Éric est indéniablement l’artiste québécois qu’on a le plus vu sur scène, là où
il dit vraiment vivre pleinement. C’est sur le stage qu’il se nourrit de l’énergie du
public, et sa passion n’a pas diminué avec le temps. Il a besoin de cette
adrénaline que lui procure ce contact avec la foule, et même après 20 ans de
métier, il a toujours le tract avant d’entrer en scène. Et d’ailleurs, il ne cesse de
répéter que lorsqu’il passe deux ou trois semaines sans chanter, il se sent
diminué, inutile, inintéressant. Son métier de chanteur est pour lui une fête, une
source de plaisir. Et ce plaisir, il le partage avec son équipe de 18 personnes, une
véritable PME de la culture.
Les paroles qu’il a lancées en début de carrière, il y a 21 ans, à Alain Brunet,
de La Presse : « Je ne suis pas arrivé à maturité. Je n’ai pas vraiment l’impression
d’être meilleur que les autres. Et j’ai la crainte de ne pas répondre aux attentes.

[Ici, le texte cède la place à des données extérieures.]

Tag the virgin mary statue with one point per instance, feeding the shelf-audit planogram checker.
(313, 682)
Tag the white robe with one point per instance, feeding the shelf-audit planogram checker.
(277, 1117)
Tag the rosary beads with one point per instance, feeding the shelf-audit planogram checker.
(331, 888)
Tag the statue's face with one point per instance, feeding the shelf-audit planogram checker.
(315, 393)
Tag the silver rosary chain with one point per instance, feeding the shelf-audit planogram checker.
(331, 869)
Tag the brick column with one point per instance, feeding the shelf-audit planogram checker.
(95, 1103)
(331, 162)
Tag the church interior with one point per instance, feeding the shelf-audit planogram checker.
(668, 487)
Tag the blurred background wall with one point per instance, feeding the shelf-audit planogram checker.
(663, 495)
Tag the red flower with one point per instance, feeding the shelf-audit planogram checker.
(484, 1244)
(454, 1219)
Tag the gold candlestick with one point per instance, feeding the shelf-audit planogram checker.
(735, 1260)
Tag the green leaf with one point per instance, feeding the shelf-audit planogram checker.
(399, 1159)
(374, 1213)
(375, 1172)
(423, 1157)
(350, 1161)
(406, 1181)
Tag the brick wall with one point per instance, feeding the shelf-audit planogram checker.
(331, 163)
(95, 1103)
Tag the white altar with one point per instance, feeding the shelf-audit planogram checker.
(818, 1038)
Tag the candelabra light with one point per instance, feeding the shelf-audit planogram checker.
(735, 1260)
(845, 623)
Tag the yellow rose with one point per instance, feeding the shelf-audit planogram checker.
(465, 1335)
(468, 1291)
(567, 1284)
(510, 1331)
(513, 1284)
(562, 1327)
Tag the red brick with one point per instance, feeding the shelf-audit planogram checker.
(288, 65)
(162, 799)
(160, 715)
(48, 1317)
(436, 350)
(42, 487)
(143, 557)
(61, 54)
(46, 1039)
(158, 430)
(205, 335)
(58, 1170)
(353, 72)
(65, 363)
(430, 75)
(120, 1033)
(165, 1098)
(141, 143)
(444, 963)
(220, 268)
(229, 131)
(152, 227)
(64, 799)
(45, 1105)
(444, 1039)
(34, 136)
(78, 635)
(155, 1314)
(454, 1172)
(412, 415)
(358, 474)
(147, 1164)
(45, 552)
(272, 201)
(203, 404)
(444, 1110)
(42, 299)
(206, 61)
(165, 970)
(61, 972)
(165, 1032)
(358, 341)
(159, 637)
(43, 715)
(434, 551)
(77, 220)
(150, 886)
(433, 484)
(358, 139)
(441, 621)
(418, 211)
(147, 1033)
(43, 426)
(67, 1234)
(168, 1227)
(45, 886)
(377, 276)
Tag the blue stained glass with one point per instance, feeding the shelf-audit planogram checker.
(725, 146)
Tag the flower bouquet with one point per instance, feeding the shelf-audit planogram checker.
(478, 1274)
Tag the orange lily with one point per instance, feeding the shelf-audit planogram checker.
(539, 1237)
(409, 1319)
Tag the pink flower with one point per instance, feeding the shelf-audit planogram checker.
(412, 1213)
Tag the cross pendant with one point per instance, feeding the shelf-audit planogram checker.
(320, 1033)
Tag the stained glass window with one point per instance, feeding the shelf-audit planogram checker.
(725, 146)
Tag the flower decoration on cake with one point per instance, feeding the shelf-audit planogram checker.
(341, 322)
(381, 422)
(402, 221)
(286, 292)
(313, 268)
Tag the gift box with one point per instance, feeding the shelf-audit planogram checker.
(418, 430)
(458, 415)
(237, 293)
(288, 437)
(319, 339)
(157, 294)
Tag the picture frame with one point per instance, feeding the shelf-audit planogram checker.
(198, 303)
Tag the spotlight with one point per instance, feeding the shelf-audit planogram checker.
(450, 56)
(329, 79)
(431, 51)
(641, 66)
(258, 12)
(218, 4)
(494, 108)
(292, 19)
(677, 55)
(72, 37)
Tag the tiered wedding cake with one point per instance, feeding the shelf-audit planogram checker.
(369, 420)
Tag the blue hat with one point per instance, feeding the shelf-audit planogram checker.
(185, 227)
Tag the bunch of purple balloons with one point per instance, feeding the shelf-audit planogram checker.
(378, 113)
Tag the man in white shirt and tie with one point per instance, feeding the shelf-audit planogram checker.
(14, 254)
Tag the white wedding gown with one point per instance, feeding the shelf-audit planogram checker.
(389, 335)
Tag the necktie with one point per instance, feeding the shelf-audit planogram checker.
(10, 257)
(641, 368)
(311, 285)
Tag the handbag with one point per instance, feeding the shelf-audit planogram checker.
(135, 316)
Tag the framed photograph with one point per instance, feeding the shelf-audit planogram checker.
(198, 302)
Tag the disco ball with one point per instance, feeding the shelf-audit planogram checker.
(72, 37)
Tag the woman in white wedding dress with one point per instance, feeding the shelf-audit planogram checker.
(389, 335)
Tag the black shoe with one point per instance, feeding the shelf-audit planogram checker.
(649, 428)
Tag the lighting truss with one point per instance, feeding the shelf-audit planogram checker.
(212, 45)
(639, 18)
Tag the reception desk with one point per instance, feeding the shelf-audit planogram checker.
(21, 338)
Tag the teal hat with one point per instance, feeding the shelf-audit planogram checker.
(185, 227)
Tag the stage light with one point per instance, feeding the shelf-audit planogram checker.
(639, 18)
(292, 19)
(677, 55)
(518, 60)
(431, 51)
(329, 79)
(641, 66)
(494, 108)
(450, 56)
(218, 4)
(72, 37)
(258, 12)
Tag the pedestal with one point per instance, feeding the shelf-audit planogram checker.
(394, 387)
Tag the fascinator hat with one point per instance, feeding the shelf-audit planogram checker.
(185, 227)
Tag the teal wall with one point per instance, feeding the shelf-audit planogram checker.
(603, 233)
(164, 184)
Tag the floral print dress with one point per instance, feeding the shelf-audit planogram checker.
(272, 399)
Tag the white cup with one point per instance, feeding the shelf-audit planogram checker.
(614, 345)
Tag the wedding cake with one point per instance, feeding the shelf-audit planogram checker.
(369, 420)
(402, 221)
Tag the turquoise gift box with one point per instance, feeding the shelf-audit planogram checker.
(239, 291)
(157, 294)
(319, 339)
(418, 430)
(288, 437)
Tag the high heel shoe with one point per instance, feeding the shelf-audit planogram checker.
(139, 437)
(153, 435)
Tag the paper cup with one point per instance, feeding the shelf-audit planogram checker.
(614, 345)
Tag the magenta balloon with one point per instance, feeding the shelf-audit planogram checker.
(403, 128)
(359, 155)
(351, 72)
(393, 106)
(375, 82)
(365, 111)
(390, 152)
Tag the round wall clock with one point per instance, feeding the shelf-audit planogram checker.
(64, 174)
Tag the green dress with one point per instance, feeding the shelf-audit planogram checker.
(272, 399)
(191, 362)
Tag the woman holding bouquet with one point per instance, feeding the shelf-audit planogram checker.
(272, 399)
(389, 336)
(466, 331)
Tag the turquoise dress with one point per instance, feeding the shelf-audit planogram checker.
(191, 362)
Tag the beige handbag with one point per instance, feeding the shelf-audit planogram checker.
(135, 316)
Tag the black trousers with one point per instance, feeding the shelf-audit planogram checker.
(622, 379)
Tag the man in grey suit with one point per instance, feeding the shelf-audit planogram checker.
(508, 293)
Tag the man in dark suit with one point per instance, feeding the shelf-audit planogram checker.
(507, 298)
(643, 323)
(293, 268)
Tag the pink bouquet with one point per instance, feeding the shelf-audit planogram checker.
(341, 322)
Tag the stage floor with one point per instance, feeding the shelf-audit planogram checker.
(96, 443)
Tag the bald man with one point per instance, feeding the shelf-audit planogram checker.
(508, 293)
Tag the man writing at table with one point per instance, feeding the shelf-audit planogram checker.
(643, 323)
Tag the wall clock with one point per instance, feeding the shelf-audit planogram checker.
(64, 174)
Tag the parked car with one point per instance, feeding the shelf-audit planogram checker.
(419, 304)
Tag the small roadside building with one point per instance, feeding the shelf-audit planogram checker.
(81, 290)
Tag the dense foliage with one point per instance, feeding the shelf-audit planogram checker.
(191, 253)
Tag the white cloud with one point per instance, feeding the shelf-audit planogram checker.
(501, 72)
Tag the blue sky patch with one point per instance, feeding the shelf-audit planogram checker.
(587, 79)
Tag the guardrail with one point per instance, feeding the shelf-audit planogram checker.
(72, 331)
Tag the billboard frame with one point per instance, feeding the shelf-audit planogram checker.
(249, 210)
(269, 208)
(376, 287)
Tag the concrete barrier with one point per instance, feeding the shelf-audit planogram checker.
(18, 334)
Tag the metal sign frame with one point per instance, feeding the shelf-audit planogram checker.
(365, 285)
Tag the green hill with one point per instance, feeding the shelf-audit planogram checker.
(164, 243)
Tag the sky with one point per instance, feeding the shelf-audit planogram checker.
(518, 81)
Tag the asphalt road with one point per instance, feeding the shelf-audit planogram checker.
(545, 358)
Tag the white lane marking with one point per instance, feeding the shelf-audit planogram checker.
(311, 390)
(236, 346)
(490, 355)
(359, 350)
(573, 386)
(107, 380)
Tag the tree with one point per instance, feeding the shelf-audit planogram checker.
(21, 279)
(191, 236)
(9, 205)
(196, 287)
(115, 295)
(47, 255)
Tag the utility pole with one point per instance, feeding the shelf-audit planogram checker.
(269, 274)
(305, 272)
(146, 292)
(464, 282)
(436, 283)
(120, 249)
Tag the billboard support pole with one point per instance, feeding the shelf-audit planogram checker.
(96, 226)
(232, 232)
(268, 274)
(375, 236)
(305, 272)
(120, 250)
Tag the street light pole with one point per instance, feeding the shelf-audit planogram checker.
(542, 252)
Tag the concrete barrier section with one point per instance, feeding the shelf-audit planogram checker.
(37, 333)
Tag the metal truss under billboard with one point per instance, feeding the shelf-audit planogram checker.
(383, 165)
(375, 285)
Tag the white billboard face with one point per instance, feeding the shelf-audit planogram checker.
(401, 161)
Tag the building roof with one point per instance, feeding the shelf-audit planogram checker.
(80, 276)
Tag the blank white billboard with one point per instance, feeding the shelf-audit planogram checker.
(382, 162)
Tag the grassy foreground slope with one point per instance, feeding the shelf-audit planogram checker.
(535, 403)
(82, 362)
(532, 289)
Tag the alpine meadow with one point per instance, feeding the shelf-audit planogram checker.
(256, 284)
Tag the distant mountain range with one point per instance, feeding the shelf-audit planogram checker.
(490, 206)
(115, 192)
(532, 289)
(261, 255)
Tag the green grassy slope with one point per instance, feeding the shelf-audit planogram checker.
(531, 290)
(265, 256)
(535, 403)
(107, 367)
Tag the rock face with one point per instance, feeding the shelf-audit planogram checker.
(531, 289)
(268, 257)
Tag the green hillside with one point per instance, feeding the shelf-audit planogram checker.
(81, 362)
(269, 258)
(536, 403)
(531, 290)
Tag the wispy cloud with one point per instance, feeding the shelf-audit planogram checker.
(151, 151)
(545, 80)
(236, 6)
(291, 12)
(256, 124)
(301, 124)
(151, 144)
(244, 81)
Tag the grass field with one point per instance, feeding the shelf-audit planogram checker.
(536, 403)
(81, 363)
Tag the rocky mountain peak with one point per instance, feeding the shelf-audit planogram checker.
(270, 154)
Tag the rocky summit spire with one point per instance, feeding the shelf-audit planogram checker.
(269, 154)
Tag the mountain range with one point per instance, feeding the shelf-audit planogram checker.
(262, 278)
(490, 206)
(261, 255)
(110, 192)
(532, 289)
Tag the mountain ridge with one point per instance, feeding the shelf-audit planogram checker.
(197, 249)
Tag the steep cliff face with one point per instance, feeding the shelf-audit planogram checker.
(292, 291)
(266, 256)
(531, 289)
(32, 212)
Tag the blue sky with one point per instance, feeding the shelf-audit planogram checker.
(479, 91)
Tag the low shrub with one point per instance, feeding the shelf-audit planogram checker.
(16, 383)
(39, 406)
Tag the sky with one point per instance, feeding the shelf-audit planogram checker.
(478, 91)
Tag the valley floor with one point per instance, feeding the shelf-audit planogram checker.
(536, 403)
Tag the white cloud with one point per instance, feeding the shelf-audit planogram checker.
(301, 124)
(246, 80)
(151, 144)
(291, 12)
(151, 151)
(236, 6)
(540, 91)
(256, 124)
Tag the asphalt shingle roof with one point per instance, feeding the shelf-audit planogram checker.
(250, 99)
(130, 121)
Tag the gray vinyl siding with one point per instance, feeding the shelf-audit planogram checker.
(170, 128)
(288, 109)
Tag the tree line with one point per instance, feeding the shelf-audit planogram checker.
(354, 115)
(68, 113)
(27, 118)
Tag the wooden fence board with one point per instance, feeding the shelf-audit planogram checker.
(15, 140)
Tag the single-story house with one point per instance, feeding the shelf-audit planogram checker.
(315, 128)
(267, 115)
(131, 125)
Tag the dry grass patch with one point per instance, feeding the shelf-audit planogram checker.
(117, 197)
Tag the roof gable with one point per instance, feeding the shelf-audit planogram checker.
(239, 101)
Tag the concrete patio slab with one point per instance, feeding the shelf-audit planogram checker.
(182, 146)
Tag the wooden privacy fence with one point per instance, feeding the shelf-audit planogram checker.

[…] L’inspiration, je la trouve dans la douleur, l’épuisement physique et moral »,
il pourrait les répéter aujourd’hui — bien que, pour ce qui est de la maturité, Éric
en a pris pendant ces 20 ans sur le « grill ». Mais il est toujours le même homme
timide et inquiet, craignant de ne pas être à la hauteur des attentes de son public,
qui a vieilli à ses côtés, mais qui s’est aussi renouvelé. Et son inspiration, il la
trouve toujours dans la douleur et l’épuisement physique et moral, mais avec une
petite dose de responsabilité paternelle qui lui va bien.
D’ailleurs, il lui arrive de se produire en spectacle en emmenant ses deux
jeunes enfants. Il les installe dans sa loge avec des lits de camp, et parfois, ils
viennent dans les coulisses pour voir leur père performer sur scène. Éric est
maintenant un autre homme, même s’il adore toujours faire la fête et est toujours
engagé envers la cause de l’indépendance du
Québec, ne ratant jamais une occasion d’en faire la promotion.